Fred Willard, beloved American weirdo, colossus of eccentric normality, is gone. For an actor rarely cast in a lead role — he is probably best known for the improvisational ensemble films of Christopher Guest, including “Best in Show” and “A Mighty Wind” — the huge sense of cultural loss occasioned by his death Friday is remarkable. Not a character actor so much as a character who acted, he was always in some essential way himself. If you wanted a Fred Willard type you were going to have to get Fred Willard in: He was a secret ingredient, a special sauce, useful in all sorts of occasions and never out of demand. And we’ll never have that recipe again.
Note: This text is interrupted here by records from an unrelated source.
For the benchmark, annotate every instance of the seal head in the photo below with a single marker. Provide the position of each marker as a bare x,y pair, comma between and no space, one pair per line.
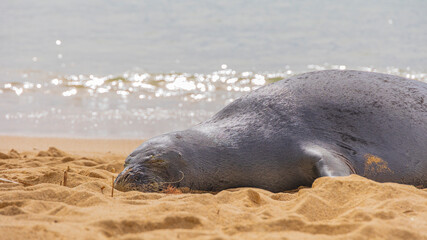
151,167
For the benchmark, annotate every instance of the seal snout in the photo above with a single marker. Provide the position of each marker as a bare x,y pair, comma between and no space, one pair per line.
133,179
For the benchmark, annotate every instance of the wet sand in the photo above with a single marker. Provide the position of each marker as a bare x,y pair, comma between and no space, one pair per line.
36,206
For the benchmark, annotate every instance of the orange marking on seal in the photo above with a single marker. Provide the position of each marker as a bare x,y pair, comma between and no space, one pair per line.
375,165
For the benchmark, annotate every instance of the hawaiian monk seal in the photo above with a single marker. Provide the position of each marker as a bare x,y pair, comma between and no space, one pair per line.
286,134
That isn’t to say that he didn’t have range, only that the variations in his performances were always on a theme of Fred Willard. You got two for the price of one: the actor and the role, the person and the personality, superimposed, inextricable. Encountering him onscreen was always a bit of a thrill, as if one had run into him on the street. (“It’s Fred Willard!”) Watching him, you perceived the practiced professional, but also a person who might have strayed onto a set, been handed a script — or not — and told, “Action.” Indeed, it’s evident just how useful and adaptable his talents were both from the quantity of his credits and their range, which ran from mainstream to fringe, comforting to transgressive, “Everybody Loves Raymond” to “”Tim and Eric Awesome Show, Great Job!”
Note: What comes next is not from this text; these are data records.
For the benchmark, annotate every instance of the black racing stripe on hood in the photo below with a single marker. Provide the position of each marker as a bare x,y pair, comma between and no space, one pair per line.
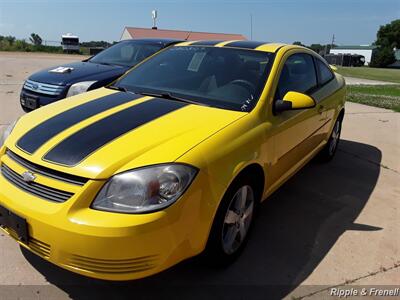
245,44
81,144
43,132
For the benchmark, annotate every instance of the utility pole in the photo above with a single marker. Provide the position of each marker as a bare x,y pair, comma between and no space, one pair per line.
333,40
251,26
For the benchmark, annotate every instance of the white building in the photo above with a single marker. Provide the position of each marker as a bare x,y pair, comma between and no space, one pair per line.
364,50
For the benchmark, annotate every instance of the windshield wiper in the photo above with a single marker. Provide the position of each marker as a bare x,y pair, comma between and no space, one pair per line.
117,88
166,95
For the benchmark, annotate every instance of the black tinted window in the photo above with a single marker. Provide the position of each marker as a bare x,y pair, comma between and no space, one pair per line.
325,73
297,75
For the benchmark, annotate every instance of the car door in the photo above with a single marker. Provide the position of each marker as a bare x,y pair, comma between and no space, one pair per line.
294,130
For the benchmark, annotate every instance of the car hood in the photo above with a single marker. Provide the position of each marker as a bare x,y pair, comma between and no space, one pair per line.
103,132
79,71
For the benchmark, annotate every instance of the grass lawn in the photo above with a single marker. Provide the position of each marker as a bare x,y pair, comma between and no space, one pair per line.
392,75
385,96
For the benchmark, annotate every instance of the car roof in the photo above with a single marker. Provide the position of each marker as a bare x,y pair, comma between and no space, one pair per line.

Willard was already over 40 when the mostly faux talk show “Fernwood 2 Night,” on which he played announcer-sidekick Jerry Hubbard to Martin Mull’s host Barth Gimble, made him (sort of) famous in the mid-1970s. Not that you could tell to look at him: Square-jawed, broad-shouldered, with good hair, a wide smile and bright eyes, he was boyish even as a senior citizen. (He could be coy about his age, interviews reveal; I can’t be the only person amazed to learn he was 86 when he passed.) Jerry Hubbard set a pattern for Willard characters to come — self-assured, well-fed, oblivious to criticism, dim. (“Did you ever wonder where weight goes when you lose it? Probably there’s a huge mountain of yellow fat they’re going to discover someplace, out where the elephants die or something,” Jerry asks a guest diet guru.) Willard and Mull would reteam several times over the years, including Mull’s “The History of White People in America,” as romantic partners on “Roseanne” and as robots in an episode of “Dexter’s Laboratory.”
Before “Fernwood,” there was a decade and a half of steady work, including the Greenwich Village comedy scene, a stint in Chicago’s Second City and the improvisational comedy group the Ace Trucking Company, which appeared often on variety and talk shows in the late 1960s and early 1970s. There were guest shots on “The Bob Newhart Show,” “Laverne & Shirley,” “The Love Boat” and “Love American Style.”